The CP. is left holding the sorry bag of accumulated scum floating around the leftwing movement in the U.S. It couldn’t have happened to a more deserving bunch. A few of the cleverer opportunists on the Left, realizing the extent of the conference’s failure, are running for their political lives, trying now to question or attack the conference they had previously portrayed as holy. A few pathetic local “Anti-Fascist Committees” may be set up, but the CP. will still have to work with the Trotskyites and the pacifists in some kind of Mobilization committee to stay alive. They wanted to get rid of their allies, and figured the Panthers could pull it off for them. But the day has passed when political people can be hoodwinked by old-time CP. tactics. The idea of using militant young black people as beasts of burden in the leftwing movement has passed. Such racism is now rejected.
The handwriting on the wall was there for all to read when hundreds of politically astute people rejected this same racist trick – also using Panther nationalism and bullshit – at the SDS convention. Political awareness is on a higher level today. Working class politics is on the rise. Nationalism and revisionism are being pushed aside. True, the fight is far from being won, but Marxism-Leninism is stronger today than ever before. And more new forces are coming forward and leading the way. The C.P.’s dream is turning into a nightmare.
It is ironic that only two weeks after the conference the alliance between the right-wing RYM and the Panther-CP. cabal ended up on the ropes. Soon after the CP. and the Panther bosses persuaded the RYM to act as cops and pick out the revolutionists at the conference, it was denounced by Panther leaders as composed of “pigs and racist schoolboys.” Rank-and-filers as well as decent leaders of the RYM ought to ask themselves how they allowed themselves to be used by the despicable CP. and Panther leaders.

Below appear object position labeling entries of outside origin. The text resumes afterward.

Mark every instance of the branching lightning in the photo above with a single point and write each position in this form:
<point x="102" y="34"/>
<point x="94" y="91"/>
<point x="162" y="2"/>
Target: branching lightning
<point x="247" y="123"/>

It is clear now that any criticism of revisionism and nationalism will be met by shrill and hysterical slander. The CP. and Panther leaders do not want to debate seriously the merits of advocating “good” black cops, school administrators or foremen. Events are showing more clearly than polemics that one of the consequences of an alliance between nationalists and revisionists is an attack on anyone who won’t accept their right-wing politics.